Cell‐specific ATP7A transport sustains copper‐dependent tyrosinase activity in melanosomes

Copper is a cofactor for many cellular enzymes and transporters. To be loaded onto secreted and endomembrane cuproproteins, copper is translocated from the cytosol into membrane‐bound organelles by one of two transporters, ATP7A or ATP7B, the genes for which are mutated in the copper imbalance syndromes, Menkes and Wilson disease, respectively. Endomembrane cuproproteins are thought to stably incorporate copper upon transit through the trans Golgi network (TGN), within which ATP7A and ATP7B accumulate in most cells by dynamic cycling through early endocytic compartments. Here we show that the pigment cell‐specific cuproenzyme tyrosinase acquires copper only transiently within the TGN of melanocytes. To catalyze melanin synthesis, tyrosinase must be subsequently reloaded with copper within specialized pigment organelles called melanosomes. Copper is supplied to melanosomes by ATP7A, a cohort of which localizes to melanosomes in a Biogenesis of Lysosome‐related Organelles Complex‐1 (BLOC‐1)‐dependent manner.

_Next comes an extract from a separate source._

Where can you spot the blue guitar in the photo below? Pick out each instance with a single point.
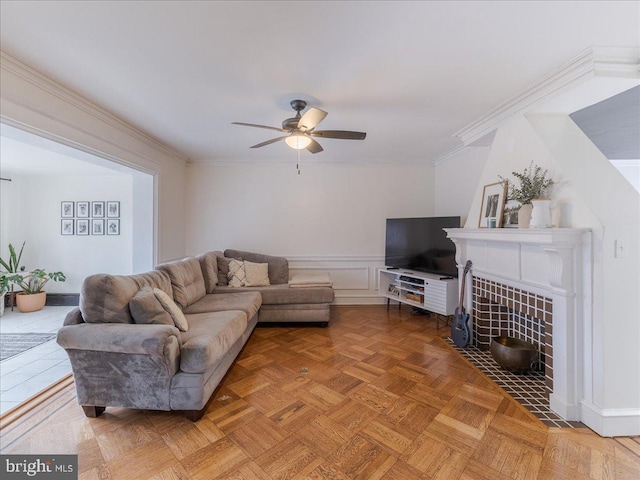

These results indicate that cell type‐specific localization of a metal transporter is required to sustain metallation of an endomembrane cuproenzyme, providing a mechanism for exquisite cell type‐specific spatial control of metalloenzyme activity. Moreover, as BLOC‐1 subunits are mutated in subtypes of the genetic disease, Hermansky‐Pudlak syndrome (HPS), these results also show that defects in copper transporter localization contribute to hypopigmentation, and hence perhaps other systemic defects, in HPS.